A Federação Catarinense de Municípios (Fecam) iniciou nesta terça-feira (9) e prossegue até quarta-feira (10) uma rodada de reuniões envolvendo as 21 Associações de Municípios de Santa Catarina para debate e defesa da unificação de mandatos políticos com eleição geral em 2022.

Os encontros macrorregionais foram definidos durante webconferência com prefeitos e prefeitas na noite da segunda-feira (8) com objetivo de organizar ações e sensibilizar gestores e a sociedade da importância do tema.

Para a Federação, não existe ambiente adequado para manter o pleito em outubro de 2020. Além dos transtornos jurídicos e dos efeitos econômicos, os prefeitos demostram preocupação em relação a maneira de como conduzir o processo eleitoral, especialmente os riscos que o todo processo poderá causar à saúde da população.

Outro ponto levantado pelos municipalistas, defendido amplamente em contexto nacional, são os custos que envolvem a realização das eleições no Brasil. Estima-se que serão gastos R$ 2,1 bilhões para financiar as campanhas, valores que, segundo a Fecam, poderão ser usados para combater o coronavírus e para tratar da saúde das pessoas.
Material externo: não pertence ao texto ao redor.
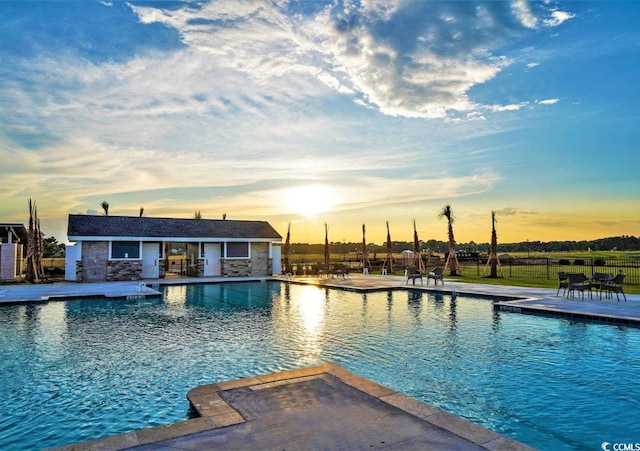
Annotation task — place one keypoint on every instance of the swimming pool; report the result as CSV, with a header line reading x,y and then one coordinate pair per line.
x,y
82,369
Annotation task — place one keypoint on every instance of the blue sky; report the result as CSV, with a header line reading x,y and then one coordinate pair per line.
x,y
344,112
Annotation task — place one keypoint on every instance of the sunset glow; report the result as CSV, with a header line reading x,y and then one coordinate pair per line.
x,y
326,112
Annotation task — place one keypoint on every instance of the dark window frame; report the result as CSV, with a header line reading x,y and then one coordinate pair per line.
x,y
236,248
124,250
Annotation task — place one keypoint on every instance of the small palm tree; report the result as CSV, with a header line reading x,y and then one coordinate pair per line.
x,y
452,260
494,247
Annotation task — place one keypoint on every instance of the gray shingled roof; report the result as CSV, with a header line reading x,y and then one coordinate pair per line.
x,y
133,226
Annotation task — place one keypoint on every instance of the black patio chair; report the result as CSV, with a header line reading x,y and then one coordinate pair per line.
x,y
615,286
413,274
436,274
563,282
578,282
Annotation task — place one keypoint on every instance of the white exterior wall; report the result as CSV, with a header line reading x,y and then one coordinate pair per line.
x,y
276,262
8,255
70,262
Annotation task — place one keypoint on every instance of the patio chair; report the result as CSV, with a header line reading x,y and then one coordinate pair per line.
x,y
615,286
599,279
578,282
413,274
436,274
563,282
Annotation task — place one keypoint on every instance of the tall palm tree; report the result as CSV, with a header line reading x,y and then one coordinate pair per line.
x,y
326,245
493,262
416,248
34,246
365,254
452,260
389,251
287,251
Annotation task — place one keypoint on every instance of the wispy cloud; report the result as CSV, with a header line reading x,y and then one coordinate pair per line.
x,y
424,69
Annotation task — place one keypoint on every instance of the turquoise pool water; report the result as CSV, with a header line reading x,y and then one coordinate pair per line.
x,y
82,369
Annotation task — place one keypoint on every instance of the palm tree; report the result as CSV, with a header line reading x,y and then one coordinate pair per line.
x,y
365,255
326,245
493,261
389,252
34,245
452,260
416,248
287,251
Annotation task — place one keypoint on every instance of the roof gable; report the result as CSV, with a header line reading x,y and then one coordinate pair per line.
x,y
133,226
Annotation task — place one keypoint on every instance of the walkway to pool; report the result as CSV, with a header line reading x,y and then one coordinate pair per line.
x,y
323,407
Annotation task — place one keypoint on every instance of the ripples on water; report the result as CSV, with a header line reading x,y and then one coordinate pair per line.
x,y
77,370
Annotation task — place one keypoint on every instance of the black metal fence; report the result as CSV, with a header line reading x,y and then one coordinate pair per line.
x,y
548,268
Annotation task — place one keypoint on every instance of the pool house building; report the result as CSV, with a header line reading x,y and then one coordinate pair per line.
x,y
113,248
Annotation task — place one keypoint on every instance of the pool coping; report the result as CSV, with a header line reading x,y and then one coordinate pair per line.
x,y
216,414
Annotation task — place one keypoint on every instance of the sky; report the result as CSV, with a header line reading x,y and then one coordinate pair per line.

“Se mantermos as eleições estamos colocando a população em risco e ameaçando a democracia. Estamos vivendo um momento em que não temos certeza do que está por vir. Não podemos privar cidadãos brasileiros de votar e de serem votados”, afirma o presidente da Fecam, prefeito de Major Vieira, Orildo Severgnini.

Além da mobilização estadual, Severgnini afirma que é preciso unir forças para que pauta municipalista ganhe destaque em todo o país, especialmente na Câmara dos Deputados e no Congresso Nacional.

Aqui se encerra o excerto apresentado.